逆に出産経験のない女性は、自分の未来が自由であることを望んでいる人が多い。少女のようでフワフワと軽い人が多く、自分の好きなことをある程度の節度を持ってやっている。自分の為にお金を使う事を躊躇わない、躊躇う必要が無い人が多い。
一概に全てがそうというわけではないけれど、私の出会う方々の傾向として、そういったことが見受けられる。

2年前、出産という境を越えた私の大学時代の友人。彼女はハッキリ言って性格は天邪鬼。内弁慶で人見知り。メンタルも弱弱で、すぐに病んでしまっている子だった。
妊娠中もオドオド・メソメソとしていたのに、出産して2年の月日が流れてみれば筋肉もついて、立派に子供をあやすお母さんになっていた。喋ってみれば、性格も何もかもが変わっていないのに、子供を抱っこする彼女の姿は格好良かった。子供は脱力して彼女を頼りきっていて、それを支えられる強さを象徴している立ち姿だった。

彼女の行動が魔法のように見えたとき、出産の影響に気づいた

色々大変なことだらけで愚痴もあるし、ギーーッと歯を噛みしめて悔しいこともあるらしいけど、そんな話をしながら子供の世話をササッとやる彼女が、私の目には強い人に見えた。迷いが無いその行動と荒れていた場が一気に収まってしまう様が、魔法のように見えた。
天邪鬼で、すぐ逃げてしまう彼女が強い人に見えたのは初めてだった。だから私は、出産が女性に与える影響は凄まじいものがあると思っている。
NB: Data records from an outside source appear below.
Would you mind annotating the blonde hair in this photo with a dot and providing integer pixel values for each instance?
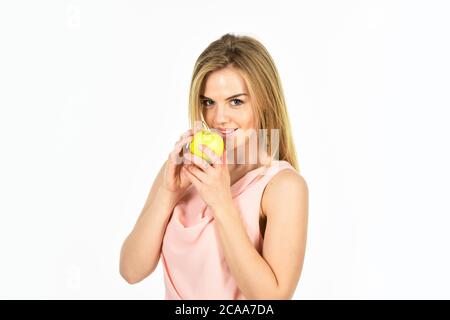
(256, 66)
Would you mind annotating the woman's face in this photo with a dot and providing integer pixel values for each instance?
(226, 104)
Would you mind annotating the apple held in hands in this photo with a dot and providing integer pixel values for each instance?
(211, 139)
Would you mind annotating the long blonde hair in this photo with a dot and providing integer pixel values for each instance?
(256, 66)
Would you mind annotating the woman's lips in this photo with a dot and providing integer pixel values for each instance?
(226, 132)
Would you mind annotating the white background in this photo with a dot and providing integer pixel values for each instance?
(93, 95)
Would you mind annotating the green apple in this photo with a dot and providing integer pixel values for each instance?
(211, 139)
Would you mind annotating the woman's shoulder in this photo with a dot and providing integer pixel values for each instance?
(285, 185)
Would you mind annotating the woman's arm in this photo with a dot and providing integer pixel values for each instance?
(275, 274)
(141, 250)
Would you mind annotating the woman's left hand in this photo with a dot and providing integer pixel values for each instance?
(212, 181)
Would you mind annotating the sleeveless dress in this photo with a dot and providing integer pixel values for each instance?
(193, 262)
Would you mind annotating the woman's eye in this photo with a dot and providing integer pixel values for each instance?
(206, 103)
(237, 102)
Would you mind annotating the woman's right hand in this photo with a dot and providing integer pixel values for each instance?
(174, 179)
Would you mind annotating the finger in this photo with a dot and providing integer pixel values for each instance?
(215, 159)
(197, 127)
(176, 155)
(225, 158)
(186, 134)
(196, 160)
(197, 172)
(192, 178)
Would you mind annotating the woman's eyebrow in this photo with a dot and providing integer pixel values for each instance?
(233, 96)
そんな彼女との再会をした後、心底私は女性に生まれてよかったと思った。
毎月の生理や体の調子は煩わしいものがある。だけど、私は出産を経験できる可能性のある体を持っているのだ。それだけで自分が幸せなんだと思える。
まぁ、そもそも出産は1人で出来ないから、相手が居ないと選択も何もないわけだけども……。
それでもどちらになったとしても私の目に映る女性の強さは魅力的で魅惑的。だから自分も精一杯、この性を謳歌していこうと思う。